Fourth, electric convulsions**

For severe depression, treatment-resistant depression or mania in bipolar disorder, as well as unstoppable episodes of rapid circulation, electroconvulsions** are one of the best options for rapid-onset, safe and effective treatment. In particular, it should be used in patients who refuse to eat, are stupor, and are at risk of serious self-harm or suicide. Electroconvulsions** may also be considered in patients who are extremely agitated, ineffective or intolerant of medications**, and who are unable to accept medications** due to medical conditions**. The dose of the drug should be appropriately reduced.

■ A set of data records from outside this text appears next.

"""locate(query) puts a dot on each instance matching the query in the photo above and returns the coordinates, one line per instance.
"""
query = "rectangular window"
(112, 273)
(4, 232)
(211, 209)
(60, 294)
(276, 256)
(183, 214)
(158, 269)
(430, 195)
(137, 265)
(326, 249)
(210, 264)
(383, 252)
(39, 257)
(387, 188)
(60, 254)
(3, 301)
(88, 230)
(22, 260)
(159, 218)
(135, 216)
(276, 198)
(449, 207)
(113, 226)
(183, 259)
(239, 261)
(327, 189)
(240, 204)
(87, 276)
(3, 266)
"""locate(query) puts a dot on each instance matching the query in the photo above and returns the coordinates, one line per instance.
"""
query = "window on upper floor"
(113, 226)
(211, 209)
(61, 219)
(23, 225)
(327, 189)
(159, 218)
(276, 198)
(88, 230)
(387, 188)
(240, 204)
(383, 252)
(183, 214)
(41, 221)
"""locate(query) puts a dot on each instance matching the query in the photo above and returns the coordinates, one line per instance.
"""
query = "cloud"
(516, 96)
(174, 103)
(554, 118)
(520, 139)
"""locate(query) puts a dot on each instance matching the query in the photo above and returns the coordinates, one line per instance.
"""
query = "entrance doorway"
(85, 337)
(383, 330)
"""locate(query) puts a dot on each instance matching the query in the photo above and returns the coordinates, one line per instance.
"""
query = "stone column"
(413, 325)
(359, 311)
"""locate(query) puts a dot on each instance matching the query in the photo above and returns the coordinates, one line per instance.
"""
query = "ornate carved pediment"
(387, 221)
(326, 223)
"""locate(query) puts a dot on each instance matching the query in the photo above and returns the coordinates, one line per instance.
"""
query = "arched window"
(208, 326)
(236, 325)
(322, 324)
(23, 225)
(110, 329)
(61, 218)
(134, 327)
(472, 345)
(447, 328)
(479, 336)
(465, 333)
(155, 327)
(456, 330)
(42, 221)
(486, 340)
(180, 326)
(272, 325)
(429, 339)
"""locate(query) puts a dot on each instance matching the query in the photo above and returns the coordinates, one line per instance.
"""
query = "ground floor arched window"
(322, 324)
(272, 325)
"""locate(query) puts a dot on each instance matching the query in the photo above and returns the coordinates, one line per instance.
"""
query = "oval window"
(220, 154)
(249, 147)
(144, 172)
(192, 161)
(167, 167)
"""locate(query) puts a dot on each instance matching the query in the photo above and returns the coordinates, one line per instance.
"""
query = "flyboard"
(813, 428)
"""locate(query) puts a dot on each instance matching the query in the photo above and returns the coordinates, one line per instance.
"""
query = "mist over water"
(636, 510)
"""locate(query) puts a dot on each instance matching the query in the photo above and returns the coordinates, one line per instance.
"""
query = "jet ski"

Caution must be exercised in the use of tics due to the presence of the following medical conditions or diseases that increase the risk of seizures**: pregnancy, cerebral mass lesions and other lesions with increased intracranial pressure, active intracranial hemorrhage, unstable heart disease, aneurysm or cerebrovascular malformation, retinal detachment, pheochromocytoma, diseases that may cause anesthesia accidents (such as severe respiratory and hepatic and renal diseases), fresh fractures, etc. If the elderly, children, pregnant women, and the frail and sick need to be conditioned, it is advisable to take a non-convulsive method**.

5. Psychology of bipolar disorder**

1. Medication compliance is an important part of psychology, because more than 75% of the medication is related to failure to adhere to medication

2. The first year after the onset of the disease is a critical period for patients to understand and adapt to the disease, restore self-awareness and improve compliance.